Your own theories about who you are influencing your actions. And those perceptions dictate your experiences, which are literally rearranging your brain’s wiring.
Many people view their habits, traits, and characteristics as permanent. If you view your personality as mutable instead of permanent, you are inclined to work on it and improve in life and career.
“People’s inflated belief in the importance of personality traits and dispositions, together with their failure to recognize the importance of situational factors in affecting behavior, has been termed the ‘fundamental attribution error,’” according to Stanford psychologist, Lee Ross.
People who consistently view their traits as unchangeable and inherent, have a rigid sense of self and do little to improve them. This mindset creates mental traps that make it difficult to grow.
People with permanent mindsets react to information differently. They easily get discouraged by setbacks, because an obstacle dents their belief in their ability. They tend to become uninterested and give up.
Everything won’t go as planned in life. If you are unwilling to adapt to uncertain events in life, you will always be disappointed.
“The root cause of frustration, irritation, anger, sadness is an inflexible mind — one that wants to hold onto the way we wish things were, the ideas we’re comfortable with, argues Leo Babauta.
Psychologists believe that the stories we tell ourselves and what we believe to be true about our traits not only affect our future prospects but may also impact our work experiences and total well-being.
In his book, The Body Keeps the Score: Brain, Mind, and Body in the Healing of Trauma, Bessel van der Kolk M.D. explains that traumatic experiences can “freeze” a person’s personality.
You experience pain, anxiety and traumatic stress at an early age, you will have a difficult time “dis-associating” yourself from that experience. This can easily become the only way of life you know.
“Being traumatized means continuing to organize your life as if the trauma were still going on — unchanged and immutable — as every new encounter or event is contaminated by the past,” says van der Kolk.
People with established mindsets from the past, stop looking forward. They stop integrating new memories in. They are still living in the past.
They have a very difficult time fully embracing new mindsets, mental models, and life principles — and allowing present healthy experiences to continue shaping their personality.
Past experiences and traumas can trap you in unhealthy attitudes and behaviours but there is always a way out — if you are ready to learn more about yourself and open up to improve beyond your current circumstances.
There is more flexibility to who we are than we might assume.
Flexibility is your willingness to adapt. It’s your attitude.
It allows us to examine our personal beliefs and prejudices, and open up to new ways of viewing the world around us.
You’re not trapped by your own character traits. When you think of yourself as fluid or open-minded, you will open yourself to new and better experiences that can create normal, healthy memories.
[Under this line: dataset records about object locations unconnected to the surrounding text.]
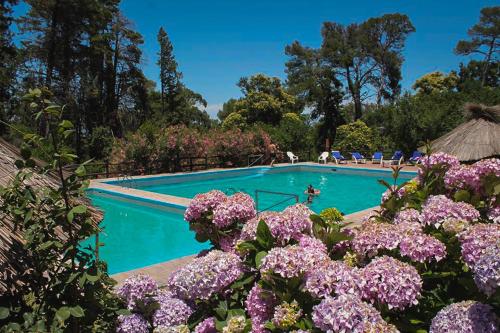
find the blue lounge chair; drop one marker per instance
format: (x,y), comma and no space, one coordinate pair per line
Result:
(358,158)
(377,157)
(397,158)
(416,157)
(337,157)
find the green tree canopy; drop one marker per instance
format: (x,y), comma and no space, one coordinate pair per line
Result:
(484,39)
(265,99)
(436,82)
(368,56)
(314,82)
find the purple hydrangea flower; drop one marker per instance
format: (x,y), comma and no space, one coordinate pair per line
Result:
(259,305)
(487,270)
(476,239)
(408,215)
(206,326)
(422,248)
(330,277)
(439,161)
(134,323)
(205,276)
(292,260)
(203,203)
(172,311)
(465,317)
(290,224)
(462,177)
(389,281)
(239,207)
(228,243)
(494,214)
(374,236)
(347,313)
(136,288)
(286,315)
(438,209)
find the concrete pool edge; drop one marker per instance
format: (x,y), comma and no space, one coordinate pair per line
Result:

What you need is a new lens, worldview, or perspective. A shift in how you see yourself changes everything. Brian R. Little, author of Who Are You, Really?: The Surprising Puzzle of Personality, explains:
“The essential idea behind personal construct theory is this: All individuals are essentially scientists erecting and testing hypotheses about the world and revising them in the light of their experience. Those hypotheses are called personal constructs, and they are the conceptual goggles through which we view the world.”
What mental constructs and theories about yourself have your build from your past that are still influencing and limiting your personal growth today?
The world we live in is the same for all of us, but the way we experience it is different for everyone because of a mixture of nature and nurture.
The good news is, you are always evolving. And you can change your negative perceptions about yourself to live an abundant life.
What got you here won’t get you there
“Our path is not about what we have done or where we have been; it is about where we are going and what we are becoming.” — Reyna Aburto
Defining yourself by your past attitudes can damage your potential to grow.
An attitude aimed at personal and career growth is exactly what you need. When in doubt, assume that you have something more to learn and that you can improve and develop at any stage of your life and career.
Never stop evolving.
With time, you can change your internal narrative, override past behaviours and adopt new habits to make real progress in life.
If your past experience has altered your authentic self, it’s not too late. You can override your past fixed memory about who you are.
Spanish philosopher, Jose Ortega y Gasset, once said, ‘I am, plus my circumstances.’
Who you are is a series of shifting models, concepts and mindsets that establish themselves as you relate to others and things around you — it is created by and appears within the framework of your interactions.
Life would be better if you didn’t think of you as a fixed concept. Spare a thought for what you would like to change about yourself.
“I can’t help myself” is not a valid excuse.
Your experience in life is your responsibility, so keep an open mind and start to relate to life in a way that enhances your own happiness. It will take time. Your mind may not be easy to change but it’s pliable.
An adaptable mindset will give you a richer sense of who you are, what you stand for, and how you want to move forward.